XIV
—À vos places!— gritó de improviso una voz.[615]
Entre los prisioneros y soldados de la guardia hubo un movimiento de alegre agitación y espera de algo agradable y solemne. Por todas partes se oían voces de mando y a la izquierda, dejando atrás a los prisioneros, pasaron unos jinetes al trote, bien vestidos y montados en magníficos caballos. En todos los rostros había esa expresión forzada que suele notarse en las personas cuando se saben cerca de los jefes superiores. Echaron a los prisioneros, reunidos en grupo, del camino donde formaron los soldados de la guardia.
—L’Empereur! L’Empereur! Le maréchal! Le Duc!
Tan pronto desfiló la bien alimentada escolta, en medio de un enorme ruido pasó una carroza enganchada en reata por caballos grises. Pierre entrevió el rostro reposado, bello, grueso y blanco de un hombre con tricornio. Era uno de los mariscales. Su mirada se detuvo en la alta figura de Pierre; y en el gesto con que frunció el ceño y volvió el rostro Pierre creyó notar la compasión y el deseo de ocultarla.
El general que dirigía el convoy, con la cara roja y asustada, espoleaba a su flaco caballo y galopaba detrás de la carroza. Algunos oficiales se habían reunido y los soldados los rodearon. Todos mostraban la misma excitación e inquietud.
—Qu’est-ce qu’il a dit? Qu’est-ce qu’il a dit?— oía Pierre.
Mientras pasaba el mariscal, los prisioneros se mantuvieron reunidos y Pierre vio a Karatáiev, al que no había visto aún aquella mañana. Envuelto en su capote estaba sentado junto a un abedul y se apoyaba en él. Además de la emoción gozosa del día anterior cuando contaba la historia de los inmerecidos sufrimientos del mercader, alumbraba su rostro una apacible solemnidad.

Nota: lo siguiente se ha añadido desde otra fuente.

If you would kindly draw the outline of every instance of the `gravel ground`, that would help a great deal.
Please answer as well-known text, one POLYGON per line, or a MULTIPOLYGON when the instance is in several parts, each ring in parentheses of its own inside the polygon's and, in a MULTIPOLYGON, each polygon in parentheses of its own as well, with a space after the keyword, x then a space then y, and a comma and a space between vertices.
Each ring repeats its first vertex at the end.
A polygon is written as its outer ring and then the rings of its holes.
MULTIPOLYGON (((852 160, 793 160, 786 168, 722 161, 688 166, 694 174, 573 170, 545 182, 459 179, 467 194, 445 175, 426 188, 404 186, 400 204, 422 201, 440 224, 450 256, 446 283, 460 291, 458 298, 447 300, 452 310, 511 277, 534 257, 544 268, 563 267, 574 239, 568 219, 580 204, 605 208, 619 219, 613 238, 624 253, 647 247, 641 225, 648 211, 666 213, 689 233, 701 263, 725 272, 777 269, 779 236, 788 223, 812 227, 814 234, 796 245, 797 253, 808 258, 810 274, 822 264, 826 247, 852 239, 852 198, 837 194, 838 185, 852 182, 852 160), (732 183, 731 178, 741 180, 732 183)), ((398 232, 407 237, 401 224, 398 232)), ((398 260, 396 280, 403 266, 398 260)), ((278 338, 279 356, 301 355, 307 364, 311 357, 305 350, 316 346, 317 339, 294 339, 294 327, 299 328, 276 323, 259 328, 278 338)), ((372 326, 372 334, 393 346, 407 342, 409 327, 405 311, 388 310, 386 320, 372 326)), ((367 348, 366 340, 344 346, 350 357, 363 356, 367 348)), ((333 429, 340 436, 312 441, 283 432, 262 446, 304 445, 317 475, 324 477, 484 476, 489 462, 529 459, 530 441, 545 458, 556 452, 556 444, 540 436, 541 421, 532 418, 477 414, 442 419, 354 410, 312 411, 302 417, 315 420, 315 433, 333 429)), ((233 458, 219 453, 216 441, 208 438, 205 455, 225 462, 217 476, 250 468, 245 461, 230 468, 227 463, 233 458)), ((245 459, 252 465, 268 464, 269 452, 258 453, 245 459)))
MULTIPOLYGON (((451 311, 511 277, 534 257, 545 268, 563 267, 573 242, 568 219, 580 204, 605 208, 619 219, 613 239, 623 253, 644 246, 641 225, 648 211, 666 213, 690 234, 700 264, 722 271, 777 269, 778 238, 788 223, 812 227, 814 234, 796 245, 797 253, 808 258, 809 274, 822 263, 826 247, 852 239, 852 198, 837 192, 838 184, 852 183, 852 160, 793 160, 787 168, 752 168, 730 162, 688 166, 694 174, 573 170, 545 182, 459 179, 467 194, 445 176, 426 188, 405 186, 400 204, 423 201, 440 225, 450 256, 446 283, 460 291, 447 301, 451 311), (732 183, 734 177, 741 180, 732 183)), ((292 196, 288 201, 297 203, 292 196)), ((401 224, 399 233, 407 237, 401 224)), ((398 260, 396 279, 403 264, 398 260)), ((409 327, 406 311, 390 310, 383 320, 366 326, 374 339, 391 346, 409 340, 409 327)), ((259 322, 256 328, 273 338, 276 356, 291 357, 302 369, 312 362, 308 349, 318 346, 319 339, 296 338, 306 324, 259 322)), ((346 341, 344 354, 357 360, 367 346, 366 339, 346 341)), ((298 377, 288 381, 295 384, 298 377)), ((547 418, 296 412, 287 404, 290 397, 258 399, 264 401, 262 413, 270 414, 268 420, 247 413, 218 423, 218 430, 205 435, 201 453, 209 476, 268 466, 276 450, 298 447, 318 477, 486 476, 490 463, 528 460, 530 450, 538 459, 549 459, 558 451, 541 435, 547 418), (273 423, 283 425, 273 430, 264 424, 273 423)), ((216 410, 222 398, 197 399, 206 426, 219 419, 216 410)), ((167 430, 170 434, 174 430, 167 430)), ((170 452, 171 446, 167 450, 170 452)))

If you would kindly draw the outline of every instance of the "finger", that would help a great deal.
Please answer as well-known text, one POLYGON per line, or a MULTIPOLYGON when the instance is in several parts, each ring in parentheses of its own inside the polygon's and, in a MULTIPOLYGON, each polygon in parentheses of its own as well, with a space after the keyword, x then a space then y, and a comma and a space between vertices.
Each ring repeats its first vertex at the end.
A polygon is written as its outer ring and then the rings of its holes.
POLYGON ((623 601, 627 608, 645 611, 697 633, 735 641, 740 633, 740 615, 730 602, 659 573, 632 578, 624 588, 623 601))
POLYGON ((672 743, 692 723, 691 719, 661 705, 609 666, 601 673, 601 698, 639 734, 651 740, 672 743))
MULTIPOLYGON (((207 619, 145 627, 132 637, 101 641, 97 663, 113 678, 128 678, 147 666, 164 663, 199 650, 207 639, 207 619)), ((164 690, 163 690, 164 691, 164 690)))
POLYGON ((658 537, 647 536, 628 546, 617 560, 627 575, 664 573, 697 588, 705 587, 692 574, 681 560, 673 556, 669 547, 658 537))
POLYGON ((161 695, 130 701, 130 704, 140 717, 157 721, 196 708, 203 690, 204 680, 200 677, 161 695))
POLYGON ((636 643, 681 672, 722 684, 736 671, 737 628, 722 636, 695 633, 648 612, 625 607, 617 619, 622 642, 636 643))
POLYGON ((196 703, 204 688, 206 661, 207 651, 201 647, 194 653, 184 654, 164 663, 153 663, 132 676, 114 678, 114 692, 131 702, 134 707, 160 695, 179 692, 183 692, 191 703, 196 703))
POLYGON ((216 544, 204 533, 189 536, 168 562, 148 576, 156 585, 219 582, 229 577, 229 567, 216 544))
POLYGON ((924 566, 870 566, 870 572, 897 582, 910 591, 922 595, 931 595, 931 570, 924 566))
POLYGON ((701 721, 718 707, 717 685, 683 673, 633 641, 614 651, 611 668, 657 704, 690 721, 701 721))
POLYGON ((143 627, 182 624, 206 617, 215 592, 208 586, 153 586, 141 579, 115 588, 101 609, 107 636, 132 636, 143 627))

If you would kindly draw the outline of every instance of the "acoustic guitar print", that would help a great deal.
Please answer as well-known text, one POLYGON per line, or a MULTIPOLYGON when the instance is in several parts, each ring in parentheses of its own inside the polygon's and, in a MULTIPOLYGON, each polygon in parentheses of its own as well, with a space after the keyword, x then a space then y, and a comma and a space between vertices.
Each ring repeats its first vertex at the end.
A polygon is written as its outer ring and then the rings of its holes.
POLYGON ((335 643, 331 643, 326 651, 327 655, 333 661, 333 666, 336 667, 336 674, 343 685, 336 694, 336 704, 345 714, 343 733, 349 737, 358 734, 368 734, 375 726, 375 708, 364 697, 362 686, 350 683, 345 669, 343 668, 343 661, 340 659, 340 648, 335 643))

Miró a Pierre con sus ojos bondadosos, redondos y humedecidos por las lágrimas, y, al parecer, lo llamaba, para decirle algo. Pero Pierre temía demasiado por sí mismo. Fingió no haber notado aquella mirada y se apartó apresuradamente.
Cuando los prisioneros se pusieron en movimiento otra vez, Pierre miró hacia atrás. Karatáiev se había sentado al borde del camino, junto a un abedul; dos franceses hablaban muy cerca. Pierre no quiso mirar más; cojeando, empezó a subir la cuesta.
A sus espaldas, en el lugar donde estaba sentado Karatáiev, sonó un disparo. Pierre lo oyó bien, pero al mismo tiempo se acordó de que no había terminado de calcular las etapas que le quedaban para llegar a Smolensk, cosa en la que estaba entretenido antes de que pasara el mariscal. Reanudó sus cálculos. Delante de él pasaron corriendo dos soldados franceses; el fusil de uno de ellos humeaba todavía. Estaban muy pálidos; uno de ellos volvió tímidamente la cara hacia Pierre, quien descubrió en la expresión de sus rostros algo semejante a lo que había visto en el joven soldado durante su ejecución. Pierre miró al soldado y recordó que era el mismo que dos días antes había dejado quemar su propia camisa mientras la secaba ante la hoguera y cuánto se habían reído de él.
La perra comenzó a aullar en el sitio donde había estado Karatáiev.
“¿Por qué aullará esa imbécil?”, pensó Pierre.
Los compañeros de Pierre tampoco se volvieron al oír el disparo y los aullidos de la perra; pero en todos los rostros había la misma expresión severa.